1 luglio 2015 / 15:01 / tra 2 anni

Pininfarina prosegue trattative con Mahindra, auspica intesa a breve - fonti

di Stefano Rebaudo

MILANO, 1 luglio (Reuters) - Pincar, holding di controllo di Pininfarina, e le banche creditrici del gruppo italiano proseguono le trattative per la cessione della società a Mahindra&Mahindra e sperano di arrivare a un accordo anche preliminare entro luglio.

Lo dicono due fonti vicine alla vicenda.

Le parti hanno tentato di formalizzare una prima intesa entro l‘assemblea degli azionisti del 29 aprile, senza successo, e ora puntano allo stesso obiettivo entro fine mese.

Una terza fonte vicina alla situazione dice che gli indiani di Mahindra sono negoziatori difficili e potrebbero rinviare un possibile accordo al fine di spuntare un prezzo migliore.

Il tempo non gioca a favore di Pininfarina che deve rientrare del debito bancario e ha un margine operativo lordo negativo. Il primo trimestre dell‘anno ha visto un calo del fatturato (10,9 milioni di euro da 12,6 milioni del 2014) e un aggravarsi della perdita operativa lorda a 1,3 da 0,9 milioni.

Anche se le cose non andassero a buon fine è difficile dire che le trattative siano chiuse, perché le parti sono interessate a un‘intesa.

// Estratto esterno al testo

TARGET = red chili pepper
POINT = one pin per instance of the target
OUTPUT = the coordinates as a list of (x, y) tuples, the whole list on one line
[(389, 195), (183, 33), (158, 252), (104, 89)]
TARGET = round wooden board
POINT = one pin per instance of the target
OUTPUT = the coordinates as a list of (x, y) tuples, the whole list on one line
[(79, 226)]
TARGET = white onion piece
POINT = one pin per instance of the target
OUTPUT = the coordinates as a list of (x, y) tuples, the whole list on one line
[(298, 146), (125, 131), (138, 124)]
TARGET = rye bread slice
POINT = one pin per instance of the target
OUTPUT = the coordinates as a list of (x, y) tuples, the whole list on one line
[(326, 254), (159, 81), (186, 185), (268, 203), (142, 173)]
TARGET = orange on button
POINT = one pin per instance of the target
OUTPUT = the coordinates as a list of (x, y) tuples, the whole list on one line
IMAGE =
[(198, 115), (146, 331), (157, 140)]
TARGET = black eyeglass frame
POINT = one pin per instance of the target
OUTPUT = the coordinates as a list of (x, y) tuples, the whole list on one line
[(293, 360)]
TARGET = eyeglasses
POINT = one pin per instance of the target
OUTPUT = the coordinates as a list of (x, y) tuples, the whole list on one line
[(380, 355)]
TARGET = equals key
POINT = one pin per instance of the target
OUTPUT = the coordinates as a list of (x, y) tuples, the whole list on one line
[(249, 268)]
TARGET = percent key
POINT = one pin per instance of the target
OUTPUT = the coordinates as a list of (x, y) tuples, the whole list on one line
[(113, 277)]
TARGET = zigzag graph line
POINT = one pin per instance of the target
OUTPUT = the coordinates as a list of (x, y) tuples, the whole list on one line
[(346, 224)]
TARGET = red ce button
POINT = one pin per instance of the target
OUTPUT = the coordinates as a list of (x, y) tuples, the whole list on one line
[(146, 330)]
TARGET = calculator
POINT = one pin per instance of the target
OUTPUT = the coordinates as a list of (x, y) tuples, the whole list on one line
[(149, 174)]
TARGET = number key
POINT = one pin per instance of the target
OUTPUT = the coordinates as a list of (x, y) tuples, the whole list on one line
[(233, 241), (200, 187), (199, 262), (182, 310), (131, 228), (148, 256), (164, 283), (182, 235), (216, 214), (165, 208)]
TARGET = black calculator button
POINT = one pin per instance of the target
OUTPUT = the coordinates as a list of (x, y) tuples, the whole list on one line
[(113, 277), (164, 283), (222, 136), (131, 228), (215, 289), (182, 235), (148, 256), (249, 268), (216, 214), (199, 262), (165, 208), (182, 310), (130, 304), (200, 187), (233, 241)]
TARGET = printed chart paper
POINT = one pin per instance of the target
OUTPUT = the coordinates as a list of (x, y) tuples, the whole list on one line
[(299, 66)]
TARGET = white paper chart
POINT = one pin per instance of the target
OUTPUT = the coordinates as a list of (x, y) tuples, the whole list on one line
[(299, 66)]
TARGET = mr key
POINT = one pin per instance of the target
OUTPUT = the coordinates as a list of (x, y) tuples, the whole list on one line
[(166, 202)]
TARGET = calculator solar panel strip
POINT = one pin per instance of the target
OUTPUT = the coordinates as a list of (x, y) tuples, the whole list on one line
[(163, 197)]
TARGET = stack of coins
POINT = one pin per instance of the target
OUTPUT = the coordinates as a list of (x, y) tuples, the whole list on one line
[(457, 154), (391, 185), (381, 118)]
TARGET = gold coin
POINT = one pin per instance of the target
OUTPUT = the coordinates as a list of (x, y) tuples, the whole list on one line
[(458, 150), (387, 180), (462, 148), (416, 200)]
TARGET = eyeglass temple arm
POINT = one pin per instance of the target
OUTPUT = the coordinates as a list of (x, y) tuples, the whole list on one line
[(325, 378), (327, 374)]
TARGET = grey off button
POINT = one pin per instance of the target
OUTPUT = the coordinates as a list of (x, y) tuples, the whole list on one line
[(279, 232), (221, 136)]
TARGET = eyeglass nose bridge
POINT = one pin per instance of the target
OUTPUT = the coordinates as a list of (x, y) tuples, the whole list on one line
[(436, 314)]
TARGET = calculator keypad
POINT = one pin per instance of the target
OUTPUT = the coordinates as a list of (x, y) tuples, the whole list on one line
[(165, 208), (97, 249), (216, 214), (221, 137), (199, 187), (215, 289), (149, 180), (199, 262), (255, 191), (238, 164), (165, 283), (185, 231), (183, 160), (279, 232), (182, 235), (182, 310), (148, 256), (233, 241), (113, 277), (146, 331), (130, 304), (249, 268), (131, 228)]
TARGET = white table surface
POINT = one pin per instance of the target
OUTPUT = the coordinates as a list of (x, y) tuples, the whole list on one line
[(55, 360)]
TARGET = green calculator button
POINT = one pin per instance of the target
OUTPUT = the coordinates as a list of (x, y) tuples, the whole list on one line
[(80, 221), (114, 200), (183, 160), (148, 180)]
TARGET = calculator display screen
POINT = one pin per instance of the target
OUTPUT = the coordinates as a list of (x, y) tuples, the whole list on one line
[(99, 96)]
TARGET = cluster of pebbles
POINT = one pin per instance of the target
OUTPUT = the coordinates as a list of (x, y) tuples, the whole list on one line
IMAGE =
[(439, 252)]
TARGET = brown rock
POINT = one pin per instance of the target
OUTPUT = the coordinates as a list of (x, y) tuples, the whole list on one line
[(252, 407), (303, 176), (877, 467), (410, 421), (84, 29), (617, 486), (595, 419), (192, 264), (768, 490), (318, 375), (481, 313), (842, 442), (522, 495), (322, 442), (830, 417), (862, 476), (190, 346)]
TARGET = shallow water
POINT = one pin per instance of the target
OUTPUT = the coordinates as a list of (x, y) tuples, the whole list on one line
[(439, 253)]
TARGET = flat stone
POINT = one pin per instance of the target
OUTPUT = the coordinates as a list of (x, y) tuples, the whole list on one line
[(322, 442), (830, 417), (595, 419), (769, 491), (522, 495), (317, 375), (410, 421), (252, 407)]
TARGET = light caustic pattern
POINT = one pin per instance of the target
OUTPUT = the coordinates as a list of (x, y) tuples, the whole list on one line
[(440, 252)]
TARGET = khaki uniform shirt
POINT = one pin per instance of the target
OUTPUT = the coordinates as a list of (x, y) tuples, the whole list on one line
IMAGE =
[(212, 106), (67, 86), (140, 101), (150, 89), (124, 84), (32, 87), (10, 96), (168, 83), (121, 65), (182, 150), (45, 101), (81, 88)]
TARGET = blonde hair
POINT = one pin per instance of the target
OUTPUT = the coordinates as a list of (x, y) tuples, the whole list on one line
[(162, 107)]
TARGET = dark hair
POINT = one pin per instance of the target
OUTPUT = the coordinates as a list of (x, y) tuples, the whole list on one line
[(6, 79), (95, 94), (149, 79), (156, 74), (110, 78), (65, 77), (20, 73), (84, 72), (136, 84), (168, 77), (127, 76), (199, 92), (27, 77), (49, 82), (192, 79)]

I colloqui al momento sono attivi e la situazione potrebbe cambiare in tempi brevi.

Al momento gli istituti di credito, attori principali dalla parte della società italiana, preferiscono un operatore industriale come Mahindra e gli indiani vorrebbero sfruttare un marchio come Pininfarina per realizzare auto sportive.

SI GUARDA A RISTRUTTURAZIONE DEBITO

Nel 2015 il covenant sull‘Ebitda, che se violato dà alle banche la possibilità di chiedere il rimborso del debito, sarà “difficilmente raggiungibile”, secondo la relazione trimestrale.

Il debito bancario della società è pari a poco più di 100 milioni, attualizzato è pari a 70 milioni.

Quello sulla posizione finanziaria netta “non appare critico”, così come la capacità di rispettare gli impegni finanziari previsti dagli accordi con le banche.

Portare la società al concordato preventivo per le banche sarebbe l‘ultima spiaggia, aggiunge la terza fonte, ed è quindi probabile ricorrano a misure in grado di consentire alla società di proseguire nell‘attività.

E’ possibile una semplice sanatoria della violazione del parametro o una ristrutturazione del debito.

Allo stato attuale la strada da percorrere è quella della ristrutturazione del debito, considerato che già nel 2013, c‘è stata “una sanatoria sulla violazione del parametro”, secondo due fonti. L‘attuale accordo con le banche sul debito risale all‘aprile 2012 e scade nel 2018.

Mahindra non ha risposto alla richiesta di un commento, mentre Pininfarina e le principali banche creditrici Intesa Sanpaolo e UniCredit non hanno commentato.